First-timer Sharon Colman directed this entertaining, hand-drawn (pencil, acrylic, watercolor) vignette about a badger prevented from sleeping in his den by two screaming crows and the installation of a new missile silo. Clever minimalism and infectious timing make this humble but well-wrought film a model of economy.

The Moon and the Son (US, 28 min.)

Famed historian and animator John Canemaker has long been known for his personal subjects and lively, childlike style, and both are on fine display here. Imagining a conversation between himself and his deceased father (a dialogue voiced by John Turturro and Eli Wallach), Canemaker combines family photos, home movies, newspaper clippings, and hand-drawn animation to retrace their difficult relationship. His father was convicted of arson and sent to prison when Canemaker was still a young boy, and the subsequent two-thirds of the film traces his father’s secret life as the son of Italian immigrants; it’s a story of survival, idealism, and covert Faustian bargains. If it sounds similar in tone to last year’s Oscar winner, Ryan, it’s a more personal and multimedia approach to history, less concerned with the creative psyche, that’s tremendously vulnerable and absorbing. My favorite in this category, hands down. Clip here.

The Mysterious Geographic Explorations of Jasper Morello (Australia, 27 min.)

Conjuring the spirit of Lotte Reiniger for the 21st century, Andrew Lucas’ “steampunk” epic is breathtaking in its silhouetted world creation; suspended parks dot a cloudy landscape of industrial towers swarming with floating dirigibles; its moody narration and profusion of wheels, clocks and propellers seems equal parts Edgar Allen Poe and Jules Verne. Unfortunately, its Alienesque narrative is less inspired: a guilt-ridden engineer joins a team of explorers to find a cure for their plague ravaged city, which leads to a beautiful but deadly discovery marked by treachery.
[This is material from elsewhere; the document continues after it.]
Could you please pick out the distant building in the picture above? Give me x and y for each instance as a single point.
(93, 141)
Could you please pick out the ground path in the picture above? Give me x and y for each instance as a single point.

Nevertheless, its floating, shadowy environments and intricate design offer one mesmerizing sight after another. An Australian all-region DVD will be released March 15; details and the trailer can be found at the film’s official site.

One Man Band (US, 4 min.)

Was this really only four minutes? This short epitomizes many of my problems with Pixar; everything looks like a theme park (even the Italian piazza here), characters are invariably cute or exuberantly manic, and every microsecond is programmed (literally) to induce instantaneous amusement for an attention deficient culture. That may not be the worst formula in the world, but it makes for pretty loud and obvious filmmaking and makes me wish the Oscars would relegate this kind of massive production to their animation feature category, and allow their short category to champion the smaller works.